In the last decade the term "fracking" has become part of the national lexicon.
Now, it's the focus of a new anthology that pulls together the work of almost 50 writers. It's called Fracture: Essays, Poems, and Stories on Fracking in America.
The anthology was edited by Taylor Brorby and Stefanie Brook Trout.
Fracking, or hydraulic fracturing, has been around for decades. It's a method of extracting natural gas or oil by drilling into rock and allowing the fossil fuel to escape.

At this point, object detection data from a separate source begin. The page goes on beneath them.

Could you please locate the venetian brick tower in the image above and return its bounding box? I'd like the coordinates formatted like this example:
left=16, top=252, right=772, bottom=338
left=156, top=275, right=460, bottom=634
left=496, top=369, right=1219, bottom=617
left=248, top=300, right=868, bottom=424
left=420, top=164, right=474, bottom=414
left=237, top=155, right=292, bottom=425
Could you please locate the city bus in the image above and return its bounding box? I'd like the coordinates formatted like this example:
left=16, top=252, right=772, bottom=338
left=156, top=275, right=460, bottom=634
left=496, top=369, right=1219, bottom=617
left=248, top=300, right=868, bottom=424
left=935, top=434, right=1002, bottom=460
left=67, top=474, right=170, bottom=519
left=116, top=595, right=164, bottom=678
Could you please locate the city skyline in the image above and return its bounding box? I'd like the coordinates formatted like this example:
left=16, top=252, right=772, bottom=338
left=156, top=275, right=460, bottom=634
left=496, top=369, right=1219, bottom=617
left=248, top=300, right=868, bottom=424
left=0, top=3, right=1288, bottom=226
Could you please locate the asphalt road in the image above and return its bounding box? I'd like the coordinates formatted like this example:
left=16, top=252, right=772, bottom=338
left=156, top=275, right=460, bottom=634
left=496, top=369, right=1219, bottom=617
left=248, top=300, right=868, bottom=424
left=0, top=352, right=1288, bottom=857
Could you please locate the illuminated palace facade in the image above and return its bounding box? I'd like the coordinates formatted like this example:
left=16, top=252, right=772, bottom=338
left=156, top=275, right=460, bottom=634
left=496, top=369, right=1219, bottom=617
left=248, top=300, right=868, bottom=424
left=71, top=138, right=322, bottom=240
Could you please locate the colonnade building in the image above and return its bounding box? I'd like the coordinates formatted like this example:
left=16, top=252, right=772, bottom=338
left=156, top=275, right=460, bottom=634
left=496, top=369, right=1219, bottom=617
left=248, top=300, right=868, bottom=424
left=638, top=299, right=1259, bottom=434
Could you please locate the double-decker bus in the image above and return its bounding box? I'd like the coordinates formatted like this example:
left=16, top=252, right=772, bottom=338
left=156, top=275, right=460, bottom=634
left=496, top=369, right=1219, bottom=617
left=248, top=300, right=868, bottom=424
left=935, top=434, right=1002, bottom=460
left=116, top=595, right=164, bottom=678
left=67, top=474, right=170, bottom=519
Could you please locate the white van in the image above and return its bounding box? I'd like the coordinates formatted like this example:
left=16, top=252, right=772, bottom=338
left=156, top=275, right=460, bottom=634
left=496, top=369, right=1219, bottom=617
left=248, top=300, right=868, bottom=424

The reason it started to become more well known is because of a development called horizontal hydraulic fracturing.
Instead of just drilling down, technology was developed to turn the drill bit horizontally and frack along the rock for long distances. It also led to more complaints about contaminated water wells, and in some cases minor earth tremors.
The process also requires much more fracking fluid, which uses a lot of water mixed with chemicals that make it unusable upon retrieval.
That has a lot of people more than a little concerned.
Trout joined us today along with Maryann Lesert, who wrote one of the stories in Fracture, to talk about the collection and some of the concerns voiced by the writers who contributed to the project.
Stefanie Brook Trout is a Grand Rapids-based author and teacher.
Maryann Lesert is an associate professor at Grand Rapids Community College.